On Monday, Mia will be meeting with Stella, her new OT, for the first time. First off, I just want to say that I LOVE her name!! I am hoping she is as fun as her name is! Ha! :) During this meeting, we will be discussing Mia's transfer from Early Intervention into the public school system's services starting in December 2008. Mia will be three-years-old at that point and E.I. does not provide services past the age of three.
4. PT: Mia will still be meeting with Mary on Mondays. Mia LOVES Mary. :) You know your child has a great PT when they go away on vacation and all they can talk about is going to see their physical therapist! :)
5. Overall: We had a great vacation! We got to have dinner one night with our friends, the Antonellis, at their house whose daughter, Faith, had JRA. It was so much fun! They have three adorable, little girls - Grace, Faith and Hope. From the very first moment that Mia met Faith you would have thought they were sisters. These two little girls are so much alike. It was amazing. I just sat and watched them play together and I could have cried - two beautiful little girls with such amazing and bubbly personalities fighting a horrible chronic illness. And it really made me think - I truly believe that God gave both of them their delightful and upbeat personalities for a reason. He knew before they were born what they would face early on and He knew that by giving both of them "merry hearts" it would be like medicine to their bodies (Proverbs 17:22). God's Word is working in Mia's body and in Faith's body! :)
They have such a beautiful and blessed family and it was great to sit and talk with them while the kids played.
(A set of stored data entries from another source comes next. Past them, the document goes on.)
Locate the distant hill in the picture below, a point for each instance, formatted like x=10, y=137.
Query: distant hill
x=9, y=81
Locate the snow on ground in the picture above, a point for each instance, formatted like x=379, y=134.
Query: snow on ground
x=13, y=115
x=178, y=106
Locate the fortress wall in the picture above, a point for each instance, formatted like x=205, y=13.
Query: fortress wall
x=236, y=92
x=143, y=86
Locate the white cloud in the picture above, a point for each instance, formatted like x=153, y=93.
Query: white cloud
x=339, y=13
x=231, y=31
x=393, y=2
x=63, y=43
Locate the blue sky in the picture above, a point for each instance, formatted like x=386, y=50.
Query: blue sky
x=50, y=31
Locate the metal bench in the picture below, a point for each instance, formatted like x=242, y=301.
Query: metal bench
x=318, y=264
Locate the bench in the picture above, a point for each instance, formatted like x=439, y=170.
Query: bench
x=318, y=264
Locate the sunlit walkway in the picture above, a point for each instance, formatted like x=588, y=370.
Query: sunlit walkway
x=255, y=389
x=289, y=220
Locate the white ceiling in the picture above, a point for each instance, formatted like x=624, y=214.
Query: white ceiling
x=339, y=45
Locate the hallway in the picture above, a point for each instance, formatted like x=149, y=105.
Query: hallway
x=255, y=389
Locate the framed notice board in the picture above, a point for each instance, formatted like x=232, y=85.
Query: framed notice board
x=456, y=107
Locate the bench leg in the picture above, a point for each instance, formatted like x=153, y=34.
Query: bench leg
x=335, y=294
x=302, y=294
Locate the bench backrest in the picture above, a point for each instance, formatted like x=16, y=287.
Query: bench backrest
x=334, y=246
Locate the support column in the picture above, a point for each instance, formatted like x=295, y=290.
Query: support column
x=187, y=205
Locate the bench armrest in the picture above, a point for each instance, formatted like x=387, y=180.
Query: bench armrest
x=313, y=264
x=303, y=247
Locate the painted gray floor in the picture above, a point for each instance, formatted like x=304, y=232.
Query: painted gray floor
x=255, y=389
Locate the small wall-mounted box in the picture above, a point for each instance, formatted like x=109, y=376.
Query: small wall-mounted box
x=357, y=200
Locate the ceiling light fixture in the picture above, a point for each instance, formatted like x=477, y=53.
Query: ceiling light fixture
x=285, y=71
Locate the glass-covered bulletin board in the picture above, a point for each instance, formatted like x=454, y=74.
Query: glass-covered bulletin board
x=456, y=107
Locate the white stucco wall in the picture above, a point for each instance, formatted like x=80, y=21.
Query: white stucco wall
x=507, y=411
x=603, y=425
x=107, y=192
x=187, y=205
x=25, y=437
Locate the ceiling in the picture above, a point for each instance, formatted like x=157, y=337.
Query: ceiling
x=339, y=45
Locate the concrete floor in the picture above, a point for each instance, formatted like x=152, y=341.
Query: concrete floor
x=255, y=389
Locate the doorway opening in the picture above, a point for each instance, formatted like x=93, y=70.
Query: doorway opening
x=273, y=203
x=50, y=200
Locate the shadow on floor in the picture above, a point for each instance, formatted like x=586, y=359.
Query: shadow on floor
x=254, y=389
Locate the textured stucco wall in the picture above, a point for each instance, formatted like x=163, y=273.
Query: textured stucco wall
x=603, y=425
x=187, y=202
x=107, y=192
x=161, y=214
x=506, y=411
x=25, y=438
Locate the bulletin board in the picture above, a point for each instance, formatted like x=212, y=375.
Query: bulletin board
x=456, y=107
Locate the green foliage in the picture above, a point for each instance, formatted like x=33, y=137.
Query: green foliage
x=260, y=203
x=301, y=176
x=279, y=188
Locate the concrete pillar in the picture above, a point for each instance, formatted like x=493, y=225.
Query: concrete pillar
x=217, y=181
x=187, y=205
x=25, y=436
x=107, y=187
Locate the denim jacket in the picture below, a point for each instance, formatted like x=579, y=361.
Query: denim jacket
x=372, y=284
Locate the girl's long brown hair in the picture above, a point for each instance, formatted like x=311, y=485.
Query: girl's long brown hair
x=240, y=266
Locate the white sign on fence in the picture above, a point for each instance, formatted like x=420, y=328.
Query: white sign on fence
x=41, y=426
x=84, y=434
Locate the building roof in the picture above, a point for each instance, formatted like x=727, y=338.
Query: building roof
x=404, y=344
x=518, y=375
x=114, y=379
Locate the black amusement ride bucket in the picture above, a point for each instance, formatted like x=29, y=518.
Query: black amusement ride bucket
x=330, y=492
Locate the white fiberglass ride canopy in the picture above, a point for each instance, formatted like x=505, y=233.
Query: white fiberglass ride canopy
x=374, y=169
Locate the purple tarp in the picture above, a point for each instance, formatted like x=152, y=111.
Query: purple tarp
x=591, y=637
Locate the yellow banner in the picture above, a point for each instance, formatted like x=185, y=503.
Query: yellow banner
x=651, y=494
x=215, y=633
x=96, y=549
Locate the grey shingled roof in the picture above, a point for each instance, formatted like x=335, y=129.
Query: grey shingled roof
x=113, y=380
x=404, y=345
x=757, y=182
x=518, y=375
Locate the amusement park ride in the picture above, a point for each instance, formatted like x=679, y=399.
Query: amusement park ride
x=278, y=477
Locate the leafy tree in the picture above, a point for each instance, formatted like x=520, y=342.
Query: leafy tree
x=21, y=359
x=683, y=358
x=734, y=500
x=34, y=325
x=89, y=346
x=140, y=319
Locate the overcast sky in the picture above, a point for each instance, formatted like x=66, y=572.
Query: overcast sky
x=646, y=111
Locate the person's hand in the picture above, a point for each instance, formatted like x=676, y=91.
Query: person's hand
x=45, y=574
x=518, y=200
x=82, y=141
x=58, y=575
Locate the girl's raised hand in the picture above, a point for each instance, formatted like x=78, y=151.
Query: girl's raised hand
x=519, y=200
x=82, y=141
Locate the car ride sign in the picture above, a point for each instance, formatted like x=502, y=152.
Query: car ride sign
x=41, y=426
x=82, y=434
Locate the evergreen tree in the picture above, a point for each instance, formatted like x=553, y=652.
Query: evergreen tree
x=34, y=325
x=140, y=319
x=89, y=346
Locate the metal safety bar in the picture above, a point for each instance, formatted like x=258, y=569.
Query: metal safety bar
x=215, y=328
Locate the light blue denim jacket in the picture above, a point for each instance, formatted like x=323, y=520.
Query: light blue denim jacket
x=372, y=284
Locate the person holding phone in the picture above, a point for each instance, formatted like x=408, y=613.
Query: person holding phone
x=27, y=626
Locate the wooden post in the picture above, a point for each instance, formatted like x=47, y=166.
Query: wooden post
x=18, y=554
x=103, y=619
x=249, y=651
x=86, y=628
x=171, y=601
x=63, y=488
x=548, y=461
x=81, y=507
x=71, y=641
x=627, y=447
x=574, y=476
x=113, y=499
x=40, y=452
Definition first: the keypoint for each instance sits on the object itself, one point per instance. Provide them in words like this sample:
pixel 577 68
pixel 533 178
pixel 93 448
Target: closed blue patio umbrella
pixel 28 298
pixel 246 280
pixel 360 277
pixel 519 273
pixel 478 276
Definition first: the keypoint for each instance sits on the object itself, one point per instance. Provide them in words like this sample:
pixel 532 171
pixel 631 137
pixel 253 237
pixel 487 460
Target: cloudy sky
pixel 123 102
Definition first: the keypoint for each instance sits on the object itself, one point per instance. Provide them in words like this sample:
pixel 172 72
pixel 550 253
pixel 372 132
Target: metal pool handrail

And JJ loved being around all the girls!! :) I will post pictures soon of our visit with them. We look forward to many more visits and play dates with them when we are in town.
6. Up Next: Mia has her "scan-o-gram" scheduled for next Wednesday morning at 9:00 a.m. She will be meeting with the rheumatoligist afterwards. He spoke with Mia's pediactrician today and said that he believes that the rash is related to the JRA, but won't know until he takes a look at it. Please continue to pray for Mia and agree with us for a good report next Wednesday.